"In cooking, as in all the arts, simplicity is a sign of perfection." - Curnonsky

Sunday, January 6, 2008

Pineapple Carrot Bread

I'll be sharing this bread tomorrow evening at yoga. The photo above was taken last night of the Yoga Babes at the wedding reception of Barb's son. That's me, Jean, Barb, Leslie & Chris.

If you like carrot cake, you'll surely enjoy the taste of this lovely loaf.
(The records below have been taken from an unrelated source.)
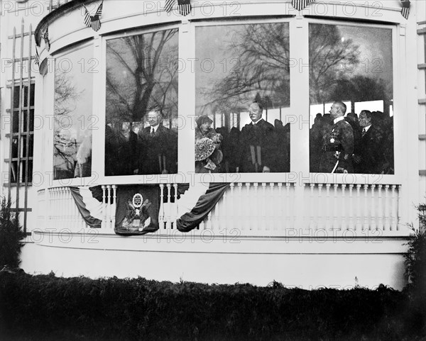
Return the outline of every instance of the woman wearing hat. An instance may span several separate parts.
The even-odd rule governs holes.
[[[195,172],[218,173],[223,159],[220,143],[222,136],[212,128],[207,115],[200,116],[195,128]]]

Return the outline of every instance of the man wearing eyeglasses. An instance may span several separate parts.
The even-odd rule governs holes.
[[[320,172],[353,173],[354,130],[344,120],[346,106],[340,101],[333,103],[330,116],[333,125],[322,139]]]
[[[275,172],[276,136],[273,125],[262,118],[261,104],[253,103],[248,108],[251,122],[241,130],[240,155],[237,172],[269,173]]]

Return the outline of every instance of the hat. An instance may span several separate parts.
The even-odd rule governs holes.
[[[195,123],[197,123],[198,128],[200,128],[203,123],[212,123],[213,120],[212,120],[212,118],[210,118],[207,115],[202,115],[195,120]]]
[[[214,143],[208,138],[203,138],[195,142],[195,161],[209,157],[214,152]]]

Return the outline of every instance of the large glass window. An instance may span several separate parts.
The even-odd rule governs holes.
[[[392,30],[309,26],[313,172],[393,174]]]
[[[93,47],[86,46],[55,60],[54,179],[90,177]]]
[[[178,30],[106,42],[105,175],[178,172]]]
[[[197,27],[197,172],[290,171],[288,23]]]

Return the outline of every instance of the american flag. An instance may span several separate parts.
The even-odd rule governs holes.
[[[101,21],[100,18],[102,15],[102,8],[104,1],[101,2],[94,15],[91,16],[87,11],[87,9],[84,6],[84,25],[87,27],[91,27],[93,30],[97,32],[101,28]],[[84,6],[84,5],[83,5]]]
[[[178,10],[182,16],[187,16],[191,13],[191,1],[190,0],[178,0]]]
[[[40,56],[38,55],[38,50],[36,47],[36,55],[34,56],[34,62],[37,65],[40,65]]]
[[[401,14],[405,19],[408,19],[410,13],[410,0],[401,0],[401,4],[403,4]]]
[[[315,0],[291,0],[291,5],[297,11],[302,11]]]
[[[164,11],[165,11],[167,13],[169,13],[173,8],[175,1],[176,0],[165,0]]]
[[[45,40],[45,46],[46,50],[48,51],[50,50],[50,42],[49,41],[49,26],[46,28],[46,30],[43,35],[43,38]]]

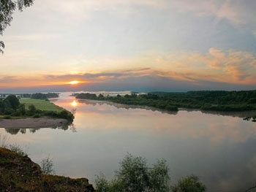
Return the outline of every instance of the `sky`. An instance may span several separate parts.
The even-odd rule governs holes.
[[[0,37],[0,93],[255,90],[255,0],[35,0]]]

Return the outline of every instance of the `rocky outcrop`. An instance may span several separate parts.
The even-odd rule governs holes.
[[[0,147],[0,191],[95,191],[86,178],[42,174],[28,156]]]

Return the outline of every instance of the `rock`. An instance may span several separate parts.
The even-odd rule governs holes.
[[[1,191],[95,191],[88,179],[42,174],[40,166],[28,156],[0,147]]]

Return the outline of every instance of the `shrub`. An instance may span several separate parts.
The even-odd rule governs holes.
[[[172,189],[173,192],[204,192],[206,188],[198,177],[192,174],[179,180]]]
[[[21,156],[28,155],[27,153],[26,153],[23,149],[17,144],[12,144],[8,146],[8,148],[10,150],[16,152],[18,154],[19,154]]]
[[[40,166],[42,174],[55,174],[55,171],[53,169],[53,161],[50,157],[46,157],[42,159]]]
[[[165,160],[148,167],[145,158],[128,154],[120,162],[115,178],[108,182],[101,174],[95,180],[99,192],[170,191],[169,169]]]

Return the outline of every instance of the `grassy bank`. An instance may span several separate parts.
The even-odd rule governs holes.
[[[64,109],[52,102],[45,99],[35,99],[30,98],[24,98],[20,99],[20,104],[25,104],[25,108],[29,110],[29,106],[33,104],[37,110],[42,111],[53,111],[56,112],[61,112]]]

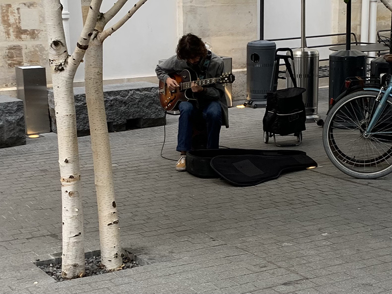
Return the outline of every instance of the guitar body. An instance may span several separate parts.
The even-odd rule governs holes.
[[[227,84],[233,82],[235,77],[232,74],[224,74],[220,77],[212,77],[202,80],[197,79],[196,73],[184,70],[179,74],[173,74],[170,77],[175,80],[179,87],[174,91],[170,91],[165,84],[159,81],[159,102],[162,108],[166,111],[177,109],[181,101],[195,100],[193,98],[192,82],[198,86],[206,86],[212,84]]]
[[[181,72],[180,74],[174,74],[170,75],[170,77],[175,79],[179,85],[181,83],[186,83],[192,81],[197,80],[197,76],[196,74],[192,73],[187,70],[184,70]],[[188,101],[190,98],[192,98],[192,96],[190,96],[188,94],[186,95],[186,90],[181,90],[181,87],[179,87],[174,91],[170,91],[167,88],[166,85],[161,81],[159,81],[159,102],[164,109],[167,111],[177,109],[178,108],[178,104],[181,101]],[[191,91],[188,89],[188,91]]]

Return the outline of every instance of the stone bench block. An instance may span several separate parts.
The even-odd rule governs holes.
[[[78,136],[90,134],[86,92],[84,87],[74,88]],[[103,98],[109,132],[163,125],[165,111],[159,103],[158,85],[146,82],[107,85]],[[56,132],[53,91],[48,91],[52,131]]]
[[[0,148],[25,144],[23,101],[0,95]]]

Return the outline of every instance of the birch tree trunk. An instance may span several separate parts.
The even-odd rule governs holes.
[[[82,6],[89,0],[83,0]],[[122,264],[120,245],[120,226],[113,183],[112,157],[106,115],[103,100],[102,81],[103,43],[108,36],[118,29],[147,0],[141,0],[128,12],[117,26],[106,30],[105,25],[126,2],[119,0],[106,13],[99,16],[94,34],[86,53],[85,77],[86,100],[90,123],[91,146],[94,165],[95,185],[99,222],[101,262],[109,270],[120,268]],[[82,7],[82,12],[85,8]],[[85,19],[85,13],[83,14]]]
[[[389,3],[388,0],[381,0],[381,2],[384,4],[386,7],[388,8],[390,11],[392,11],[392,6]]]
[[[122,264],[122,252],[103,100],[102,47],[102,43],[96,39],[92,40],[86,53],[86,101],[94,164],[101,262],[107,268],[114,270]]]
[[[69,55],[60,0],[43,0],[57,128],[62,207],[62,273],[66,278],[82,276],[85,269],[83,209],[73,81],[77,67],[88,48],[101,2],[102,0],[92,2],[86,24],[76,48],[73,54]]]

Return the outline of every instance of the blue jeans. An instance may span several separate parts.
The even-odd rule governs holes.
[[[197,109],[190,102],[181,102],[178,107],[178,135],[177,151],[189,151],[192,149],[193,120],[197,112],[201,112],[207,123],[207,148],[219,148],[219,134],[222,125],[222,110],[217,101],[213,101],[202,109]]]

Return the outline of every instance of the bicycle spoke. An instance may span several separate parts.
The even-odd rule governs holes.
[[[323,140],[328,157],[353,176],[374,178],[392,171],[391,100],[386,100],[372,129],[367,133],[379,105],[377,95],[371,91],[350,94],[331,109],[331,116],[327,118]]]

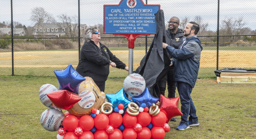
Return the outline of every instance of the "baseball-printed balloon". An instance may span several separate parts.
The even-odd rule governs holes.
[[[141,95],[145,90],[146,82],[144,78],[139,74],[131,74],[124,81],[124,92],[132,96]]]
[[[52,101],[46,95],[47,94],[58,91],[58,89],[53,85],[51,84],[45,84],[39,90],[38,95],[41,102],[47,107],[53,108],[52,106]]]
[[[42,113],[40,118],[41,125],[49,131],[56,131],[62,126],[65,116],[61,111],[54,108],[46,110]]]
[[[81,92],[79,95],[81,100],[78,102],[78,104],[83,108],[88,109],[92,107],[95,103],[95,97],[93,93],[89,91]]]

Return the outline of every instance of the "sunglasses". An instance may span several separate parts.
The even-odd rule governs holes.
[[[174,23],[177,23],[177,24],[178,24],[178,23],[178,23],[178,22],[174,22],[174,21],[172,21],[172,22],[171,22],[171,21],[168,21],[168,22],[167,22],[167,23],[169,23],[169,24],[170,23],[172,23],[172,24],[174,24]]]
[[[99,33],[100,33],[100,32],[93,32],[92,33],[92,34],[98,34]]]

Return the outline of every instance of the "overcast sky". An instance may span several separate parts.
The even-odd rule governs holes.
[[[126,1],[127,0],[123,0]],[[0,22],[11,22],[10,0],[0,0]],[[143,1],[146,3],[146,0]],[[225,19],[243,18],[244,27],[256,29],[256,0],[220,0],[220,23]],[[89,25],[103,23],[103,5],[118,4],[120,0],[81,0],[80,23]],[[164,10],[166,22],[173,16],[181,20],[187,17],[190,21],[200,16],[204,23],[209,24],[208,29],[217,29],[217,0],[148,0],[148,4],[159,4]],[[31,11],[34,7],[41,7],[58,21],[58,16],[63,14],[77,16],[77,0],[13,0],[13,21],[26,26],[34,24],[30,19]]]

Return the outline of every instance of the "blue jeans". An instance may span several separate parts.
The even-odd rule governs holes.
[[[180,95],[181,111],[183,114],[181,116],[181,122],[188,125],[189,120],[191,122],[198,122],[196,110],[190,96],[193,88],[189,84],[182,82],[177,82],[176,86]],[[188,120],[189,115],[190,116]]]

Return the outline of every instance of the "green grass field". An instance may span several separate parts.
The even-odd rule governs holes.
[[[124,79],[109,78],[105,92],[116,93]],[[46,83],[59,86],[56,77],[0,76],[0,138],[56,138],[57,132],[47,131],[40,124],[41,114],[47,108],[40,102],[38,91]],[[171,130],[165,138],[254,138],[255,88],[256,84],[198,79],[191,96],[200,125],[177,130],[181,120],[177,116],[177,121],[169,123]]]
Each moist slice is chock-full of shredded carrot, crushed pineapple and crunchy chopped walnuts.

Pineapple Carrot Bread
3 cups flour
1 teaspoon baking soda
1 teaspoon ground cinnamon
3 eggs
2 cups sugar
3/4 cup vegetable oil
1 cup finely shredded carrot
1 can ( 8 oz) crushed pineapple, undrained
2 teaspoons vanilla extract
1 cup chopped walnuts

In a bowl, combine the dry ingredients. In a mixing bowl, beat the eggs, sugar and oil; add carrot, pineapple and vanilla. Stir into dry ingredients just until moistened. Fold in walnuts. pour into two greased 8-in x 4-in x 2-in loaf pans.

Bake at 350 for 55-60 minutes or until a toothpick comes out clean. Cool for 10 minutes before removing from pans to wire racks.